On 11/22/2013, 8:04 PM, dxq wrote:
fixing SMS, do you mean that we only modify the SMS pass?
You don't need loop unrolling when you have a good software pipelining
and loop vectorization. A good software pipelining can see through any
number of iterations and has no problems with code cache locality in
comparison with unrolling. A good SFP is a perfect SFP (e.g. resource
constraints software piplening) which can deal with any loop bodies.
Unfortunately modulo scheduling deals with one BB loop body only (still
it covers most cases after if-conversion, it is easy and can be good for
supporting hardware with rotating regs file). Even if the current SMS
implementation pitfalls are fixed, there are still cases when unrolling
could be beneficial. So probably your approach is the best what can be
done for now.
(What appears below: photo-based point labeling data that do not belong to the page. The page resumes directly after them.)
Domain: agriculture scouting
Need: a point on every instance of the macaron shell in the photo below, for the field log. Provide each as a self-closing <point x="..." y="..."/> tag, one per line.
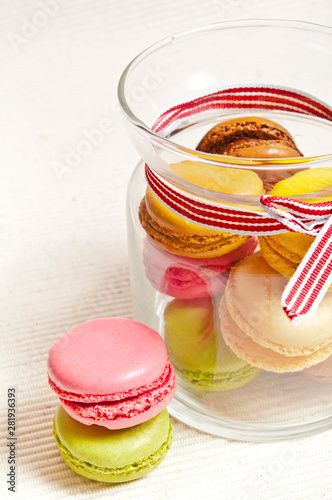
<point x="219" y="179"/>
<point x="187" y="278"/>
<point x="112" y="456"/>
<point x="261" y="357"/>
<point x="177" y="236"/>
<point x="258" y="148"/>
<point x="127" y="412"/>
<point x="243" y="127"/>
<point x="253" y="295"/>
<point x="107" y="356"/>
<point x="275" y="259"/>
Also if you manage to implement the infrastructure with
copying/backup, it could be useful for a perfect SFP implementation.
Still I think we need long-term strategy for SFP in GCC.
if so, the problem we have to solve:
* how to make unroll and sms work together? calling unroll pass in sms,
but it would be needed more passes such as web, and it's perfect to rerun
all the passes between unroll and sms.
* unroll and web pass exsit in gcc, however gcc's passes only work for a
compilation unit, function, rather than a smaller unit we expect, loop.
that's why we copy all global information, and rerun the passes between the
unroll and sms sevral times.
* if we need try more unroll factors, copying is also needed. the backup
exsits in single pass, so it would not be purged by GGC. but, if memory
consuming is huge, is there any risk for the other passes? from my
experience, when disable GGC between unroll and sms, with ggc_min_expand =
100 ggc_min_heap = 20480, and compile a big file, gcc crashes down.
That's what I can think of. you know, it's a very big and hard work. do
you have any suggestions about our current solution?